What is the time complexity of a Chain Hash Map.
O(ceiling(n / N))
What is the load factor?
l.f. = n / b = the ratio of the number of items in the table to the total number of buckets.
What is time complexity of Chain Hash Map when l.f. is below 1.
O(1)
What is the advantage of open addresing (probe hash map) over separate chaining (chain hash map)?
Don’t use an auxiliary data structure to hole entries with colliding keys. Open addressing has a much lower space complexity as a result. Benefits from caching as stored in memory sequentially.
Which type of hash map is ideal for a load factor above 1?
Chain Hash Map. Probe Hash Map cannot function if load factor is above 1.
Explain linear probing.
If try inset an entry into bucket A[j] but it is occupied we try A[j + 1 mod N] then A[j + 2 mod N] and so on. More collisions leads to longer sequence of probes.
If we try to get we must probe from given position until keys match.
When deleting we leave a special defunt marker so the probe skips over this element, later if key not found remembers this defunct as is a valid place to insert.
What is the formula for the expected number of probes?
1 / 1 - load factor
Name one advantage and one disadvantage of hashtables over other data structures.
A: Hashtables are much faster with larger tables or predictable datasets than other data structures.
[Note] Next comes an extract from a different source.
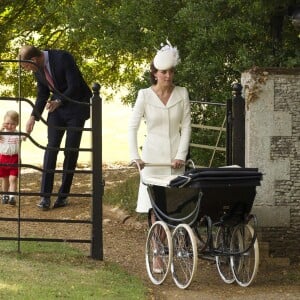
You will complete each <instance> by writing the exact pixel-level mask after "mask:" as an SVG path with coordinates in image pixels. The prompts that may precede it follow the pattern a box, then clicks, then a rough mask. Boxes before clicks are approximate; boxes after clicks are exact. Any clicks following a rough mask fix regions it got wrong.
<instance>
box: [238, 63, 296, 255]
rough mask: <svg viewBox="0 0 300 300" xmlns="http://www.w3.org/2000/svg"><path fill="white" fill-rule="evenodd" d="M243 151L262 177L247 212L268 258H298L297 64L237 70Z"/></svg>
mask: <svg viewBox="0 0 300 300" xmlns="http://www.w3.org/2000/svg"><path fill="white" fill-rule="evenodd" d="M242 85H243V89H244V97H245V102H246V124H245V127H246V135H245V136H246V156H245V163H246V166H249V167H258V168H259V170H260V171H261V172H263V174H264V177H263V181H262V185H261V187H258V188H257V196H256V198H255V205H254V207H253V212H254V213H255V214H256V215H257V217H258V222H259V225H260V230H261V238H262V240H263V241H264V242H269V245H270V254H271V255H273V256H274V257H289V258H290V260H291V261H300V251H299V244H300V69H294V70H291V69H259V68H254V69H252V70H249V71H247V72H244V73H243V74H242Z"/></svg>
D: Ordering not guaranteed. Inefficient when small number of entries or lots of collisions.
What is the BST property?
For a given node z, all nodes in the left subtree of z are less than z and all nodes in the right subtree of z are greater than z.
Explain binary search.
Recursive algorithm, if node = value we are looking for terminate. Else search in the left subtree (if value < current node) or in the right subtree (if value > current node). If we reach a leaf, we return the position where we expected to find value.
Define Sorted Map ADT.
A collection of unique key-value pairs where keys are maintained in sorted order. Supports accessing keys by relative position.
ADT functions.
firstEntry()
lastEntry()
ceilingEntry()
floorEntry()
lowerEntry()
HigherEntry()
subMap(k1, k2)
What is the complexity of treeSearch?
O(h) where h is the height of the tree.
Explain BST insertion.
Call tree search if node is found with given key override value else insert where treeSearch expected it to be found.
Explain BST deletion.
Use treeSearch to find node to be deleted.
If leaf simply delete.
If only one child replace with child.
If two children replace with predecessor (guaranteeing at most only one child) and then replace with child or if no children delete.